Monitoring underlying hardware failures for EC2 instances by logging them with Amazon OpenSearch Service
With Amazon Elastic Compute Cloud (Amazon EC2) you can spin up a virtual server or instance of various sizes that run on system composed of server, storage, and network hardware. AWS uses status checks to monitor the system on which an EC2 instance runs and detects underlying problems with your instance. These checks are performed every minute, returning a pass or fail status. In the event of a failure, AWS fixes your instance by bringing it up on other hardware while rebooting it.
Although you can wait for AWS to detect and take corrective action on your instance, you can choose to monitor these events proactively and perform reboot and post-boot actions to bring your application back.
In this post, share a solution that helps you receive email notifications and log these events in your centralized logging solution for troubleshooting, auditing, or tracking purpose. The solution provides you with a framework that you can extend to perform action by adding code appropriate to your environment.
The goal of the solution is to catch events of hardware or software failures or system check failures on your EC2 instances and send notifications, trigger functions to perform any action, and log events in centralized logging solutions. Depending on the service level agreement (SLA) for your application, you might want to consider the use of an Auto Scaling group and an AWS Elastic Load Balancing load balancer.

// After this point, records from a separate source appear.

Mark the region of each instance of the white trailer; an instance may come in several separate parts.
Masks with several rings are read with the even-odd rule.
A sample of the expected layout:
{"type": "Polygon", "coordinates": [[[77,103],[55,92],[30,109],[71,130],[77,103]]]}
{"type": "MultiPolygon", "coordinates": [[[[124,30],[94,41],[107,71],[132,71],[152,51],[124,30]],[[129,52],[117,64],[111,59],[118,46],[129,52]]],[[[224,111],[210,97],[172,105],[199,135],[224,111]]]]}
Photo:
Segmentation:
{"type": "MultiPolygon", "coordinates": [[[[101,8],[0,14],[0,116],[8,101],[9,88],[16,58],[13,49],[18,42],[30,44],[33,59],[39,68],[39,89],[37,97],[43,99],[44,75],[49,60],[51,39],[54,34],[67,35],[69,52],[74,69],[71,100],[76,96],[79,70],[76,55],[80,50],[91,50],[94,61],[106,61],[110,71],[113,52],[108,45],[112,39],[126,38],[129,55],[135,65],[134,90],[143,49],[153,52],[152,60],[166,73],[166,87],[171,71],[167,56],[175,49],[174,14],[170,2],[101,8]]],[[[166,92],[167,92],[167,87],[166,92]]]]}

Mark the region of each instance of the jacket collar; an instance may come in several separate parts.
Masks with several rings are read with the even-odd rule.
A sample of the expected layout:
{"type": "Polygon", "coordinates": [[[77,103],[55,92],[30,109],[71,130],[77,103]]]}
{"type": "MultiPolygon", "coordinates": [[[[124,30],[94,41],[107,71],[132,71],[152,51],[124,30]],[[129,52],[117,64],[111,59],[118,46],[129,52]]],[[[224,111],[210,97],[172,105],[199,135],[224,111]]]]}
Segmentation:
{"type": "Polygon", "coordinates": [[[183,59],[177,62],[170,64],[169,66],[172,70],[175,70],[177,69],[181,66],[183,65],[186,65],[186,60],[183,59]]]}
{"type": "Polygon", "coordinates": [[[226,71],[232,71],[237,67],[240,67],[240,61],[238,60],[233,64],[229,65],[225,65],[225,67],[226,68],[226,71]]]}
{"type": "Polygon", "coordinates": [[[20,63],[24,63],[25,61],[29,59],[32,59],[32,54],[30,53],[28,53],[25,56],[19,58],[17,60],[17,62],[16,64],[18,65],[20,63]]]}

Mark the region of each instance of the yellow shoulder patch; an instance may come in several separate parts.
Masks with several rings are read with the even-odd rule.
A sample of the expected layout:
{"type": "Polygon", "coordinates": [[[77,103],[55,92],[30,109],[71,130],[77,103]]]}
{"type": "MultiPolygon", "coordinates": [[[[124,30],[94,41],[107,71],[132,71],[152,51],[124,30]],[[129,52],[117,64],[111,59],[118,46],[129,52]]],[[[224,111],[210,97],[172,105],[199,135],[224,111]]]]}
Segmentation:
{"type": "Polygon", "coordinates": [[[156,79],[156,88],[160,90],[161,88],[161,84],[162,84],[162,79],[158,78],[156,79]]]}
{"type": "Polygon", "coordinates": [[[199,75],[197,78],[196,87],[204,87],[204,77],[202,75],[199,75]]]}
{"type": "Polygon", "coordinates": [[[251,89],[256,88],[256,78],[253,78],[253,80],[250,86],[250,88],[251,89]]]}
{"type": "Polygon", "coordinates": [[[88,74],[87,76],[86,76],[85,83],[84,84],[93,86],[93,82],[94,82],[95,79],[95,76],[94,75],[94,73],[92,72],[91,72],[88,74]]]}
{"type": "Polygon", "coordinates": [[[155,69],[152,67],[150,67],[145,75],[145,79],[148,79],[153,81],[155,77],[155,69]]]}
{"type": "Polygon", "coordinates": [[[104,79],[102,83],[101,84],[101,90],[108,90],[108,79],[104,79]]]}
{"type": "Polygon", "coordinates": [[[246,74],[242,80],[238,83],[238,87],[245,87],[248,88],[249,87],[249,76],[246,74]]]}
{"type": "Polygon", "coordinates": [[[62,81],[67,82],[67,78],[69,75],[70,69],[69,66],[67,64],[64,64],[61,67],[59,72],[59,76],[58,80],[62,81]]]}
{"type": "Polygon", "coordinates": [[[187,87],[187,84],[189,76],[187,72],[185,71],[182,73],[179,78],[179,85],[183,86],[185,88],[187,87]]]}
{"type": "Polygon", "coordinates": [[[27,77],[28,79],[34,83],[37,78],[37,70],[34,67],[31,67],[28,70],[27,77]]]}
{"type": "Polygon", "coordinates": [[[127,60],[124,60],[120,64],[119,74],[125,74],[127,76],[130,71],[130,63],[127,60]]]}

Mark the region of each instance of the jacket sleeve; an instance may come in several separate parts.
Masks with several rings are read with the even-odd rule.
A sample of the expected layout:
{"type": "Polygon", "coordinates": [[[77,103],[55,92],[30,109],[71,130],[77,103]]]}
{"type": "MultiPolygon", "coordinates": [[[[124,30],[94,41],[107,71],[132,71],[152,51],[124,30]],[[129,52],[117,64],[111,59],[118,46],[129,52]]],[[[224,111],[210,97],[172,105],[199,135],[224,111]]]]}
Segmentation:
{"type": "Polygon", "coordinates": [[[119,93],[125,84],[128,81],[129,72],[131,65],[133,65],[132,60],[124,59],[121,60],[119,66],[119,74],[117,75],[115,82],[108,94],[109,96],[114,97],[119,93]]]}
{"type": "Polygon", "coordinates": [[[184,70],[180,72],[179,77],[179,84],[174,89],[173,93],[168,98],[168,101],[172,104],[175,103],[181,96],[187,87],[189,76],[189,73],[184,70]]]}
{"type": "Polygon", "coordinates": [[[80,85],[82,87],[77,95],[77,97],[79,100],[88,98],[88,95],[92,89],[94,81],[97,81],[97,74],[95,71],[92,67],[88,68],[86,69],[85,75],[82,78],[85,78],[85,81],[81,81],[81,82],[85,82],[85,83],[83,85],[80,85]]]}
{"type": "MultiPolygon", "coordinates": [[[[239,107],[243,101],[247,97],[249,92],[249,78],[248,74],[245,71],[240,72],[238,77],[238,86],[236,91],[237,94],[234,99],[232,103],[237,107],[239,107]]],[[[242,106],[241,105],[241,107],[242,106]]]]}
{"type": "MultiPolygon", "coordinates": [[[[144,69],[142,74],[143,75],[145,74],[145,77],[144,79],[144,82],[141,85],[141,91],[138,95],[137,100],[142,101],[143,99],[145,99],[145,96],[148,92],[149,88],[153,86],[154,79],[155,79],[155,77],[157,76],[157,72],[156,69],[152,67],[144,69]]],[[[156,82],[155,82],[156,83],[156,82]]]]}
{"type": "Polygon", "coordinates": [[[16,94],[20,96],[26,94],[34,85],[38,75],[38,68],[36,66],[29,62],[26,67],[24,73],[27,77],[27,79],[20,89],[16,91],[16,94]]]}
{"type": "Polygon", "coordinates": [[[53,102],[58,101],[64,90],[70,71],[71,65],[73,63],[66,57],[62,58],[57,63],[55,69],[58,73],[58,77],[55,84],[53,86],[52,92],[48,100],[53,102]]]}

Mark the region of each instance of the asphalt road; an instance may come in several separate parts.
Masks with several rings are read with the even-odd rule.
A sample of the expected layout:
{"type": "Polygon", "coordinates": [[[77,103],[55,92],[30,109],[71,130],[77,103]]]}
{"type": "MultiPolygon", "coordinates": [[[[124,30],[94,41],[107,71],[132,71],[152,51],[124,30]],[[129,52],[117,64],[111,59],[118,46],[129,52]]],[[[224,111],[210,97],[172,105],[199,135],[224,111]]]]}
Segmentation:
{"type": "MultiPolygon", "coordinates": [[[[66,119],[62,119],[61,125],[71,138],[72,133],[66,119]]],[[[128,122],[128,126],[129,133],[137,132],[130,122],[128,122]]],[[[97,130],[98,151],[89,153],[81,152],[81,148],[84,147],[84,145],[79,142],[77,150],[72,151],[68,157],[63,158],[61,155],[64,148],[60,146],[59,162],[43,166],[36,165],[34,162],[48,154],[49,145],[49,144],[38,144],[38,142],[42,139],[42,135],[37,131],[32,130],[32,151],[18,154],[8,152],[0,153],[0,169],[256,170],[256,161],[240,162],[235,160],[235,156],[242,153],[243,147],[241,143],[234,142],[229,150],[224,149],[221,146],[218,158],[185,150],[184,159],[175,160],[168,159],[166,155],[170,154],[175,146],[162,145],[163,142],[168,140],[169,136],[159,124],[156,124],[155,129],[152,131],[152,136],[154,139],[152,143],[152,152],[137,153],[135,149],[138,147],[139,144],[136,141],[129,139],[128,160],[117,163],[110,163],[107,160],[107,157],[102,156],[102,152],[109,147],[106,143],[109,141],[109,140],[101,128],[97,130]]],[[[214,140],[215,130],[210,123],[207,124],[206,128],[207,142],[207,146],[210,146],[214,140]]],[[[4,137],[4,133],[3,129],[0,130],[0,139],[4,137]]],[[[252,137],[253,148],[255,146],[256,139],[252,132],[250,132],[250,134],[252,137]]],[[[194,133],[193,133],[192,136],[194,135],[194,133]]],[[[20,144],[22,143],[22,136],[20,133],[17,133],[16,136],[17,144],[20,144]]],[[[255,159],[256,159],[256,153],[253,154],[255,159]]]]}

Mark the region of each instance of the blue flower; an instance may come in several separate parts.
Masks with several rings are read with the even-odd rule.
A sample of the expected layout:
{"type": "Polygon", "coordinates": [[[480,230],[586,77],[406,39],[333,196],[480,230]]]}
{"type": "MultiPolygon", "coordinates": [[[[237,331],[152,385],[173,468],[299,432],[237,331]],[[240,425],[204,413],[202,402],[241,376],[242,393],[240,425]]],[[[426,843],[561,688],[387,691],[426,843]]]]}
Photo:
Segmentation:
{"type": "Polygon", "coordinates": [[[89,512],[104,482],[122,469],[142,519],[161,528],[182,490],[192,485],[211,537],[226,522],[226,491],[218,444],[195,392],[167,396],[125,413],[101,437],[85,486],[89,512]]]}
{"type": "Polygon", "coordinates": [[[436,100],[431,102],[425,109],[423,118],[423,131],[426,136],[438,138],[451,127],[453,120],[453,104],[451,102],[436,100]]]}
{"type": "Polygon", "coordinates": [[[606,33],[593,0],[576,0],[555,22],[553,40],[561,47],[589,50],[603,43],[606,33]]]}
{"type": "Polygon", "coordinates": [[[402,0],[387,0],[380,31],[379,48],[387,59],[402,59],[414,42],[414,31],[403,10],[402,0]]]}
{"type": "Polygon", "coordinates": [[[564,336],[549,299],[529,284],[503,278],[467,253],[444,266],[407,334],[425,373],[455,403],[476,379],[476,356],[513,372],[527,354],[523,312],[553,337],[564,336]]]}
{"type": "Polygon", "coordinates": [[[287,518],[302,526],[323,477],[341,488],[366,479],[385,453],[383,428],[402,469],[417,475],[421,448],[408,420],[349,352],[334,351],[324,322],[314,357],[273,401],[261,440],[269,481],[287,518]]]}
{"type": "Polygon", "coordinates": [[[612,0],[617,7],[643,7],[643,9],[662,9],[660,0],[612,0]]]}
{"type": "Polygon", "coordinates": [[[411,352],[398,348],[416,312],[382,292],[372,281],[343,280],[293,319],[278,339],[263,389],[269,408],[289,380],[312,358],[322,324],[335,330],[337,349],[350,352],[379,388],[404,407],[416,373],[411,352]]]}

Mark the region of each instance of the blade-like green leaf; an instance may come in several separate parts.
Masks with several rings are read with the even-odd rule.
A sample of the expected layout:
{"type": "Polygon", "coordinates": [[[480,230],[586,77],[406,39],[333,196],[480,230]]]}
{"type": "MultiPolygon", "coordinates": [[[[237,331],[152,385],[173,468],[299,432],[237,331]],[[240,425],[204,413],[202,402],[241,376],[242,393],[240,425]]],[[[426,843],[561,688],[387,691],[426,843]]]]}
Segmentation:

Figure 1: Solution architecture
Amazon CloudWatch is a monitoring and observability service built for DevOps engineers, and developers. CloudWatch collects monitoring and operational data in the form of logs, metrics, and events. In this solution, we have used CloudWatch to raise an alarm based on the condition of “Status Check Failed” more than once in last 1 min.
Figure 2: Specify metric and conditions
Figure 3: EC2 monitoring SNS topic
Lambda helps you send logs to your choice of logging solution.
Figure 4: LoggingEC2SystemFailuresToES function
Elasticsearch is a leading centralized open-source log management solutions for capturing, storing, and enabling the real-time analysis of highly scaled data. Due to its popularity, AWS offers Amazon OpenSearch Service, a fully managed service that makes it easy for you to deploy, secure, and run Elasticsearch cost effectively at scale. You can use Amazon OpenSearch Service to create dashboards within minutes of ingesting logs into it.
This solution is designed to work for multi-account setups where you can use SNS from a centralized logging account to send alerts to email. In a multi-account setup, you deploy the whole stack in your logging account. You will provide an OrgID (AWS Organization ID) as a parameter when you create the CloudFormation stack. If you don’t supply an OrgID, the solution will be deployed for the current account only. You can also update the stack later to add an OrgID and enable the solution for whole organization created in AWS Organizations.
You will need the following things prior deploying this solution.
- S3 bucket where you can upload lambda code that is provided with this solution.
- Security Group that would allow lambda to reach OpenSearch service (default port is 443). You can add egress port 443 in your existing security group or you can create new security group with egress rule as shown here
- AWS OrgID (optional) if you want to deploy solutions for all AWS accounts under one Org.
Deploy the solution
- Upload the Lambda function code to any S3 bucket in your account. Make a note of the bucket location. You will need it later when you create the CloudFormation stack.
- Sign in to the AWS Management Console and open the AWS CloudFormation console at https://console.aws.amazon.com/cloudformation.
- Choose Create Stack with new resources (standard).
- In Specify template, choose Upload a template file,
CloudFormationTemplateES.yamland then choose Next.
- In Parameters, enter the following:
- If you want to deploy this solution for all accounts in an organization created under AWS Organizations, enter the AWSOrgID.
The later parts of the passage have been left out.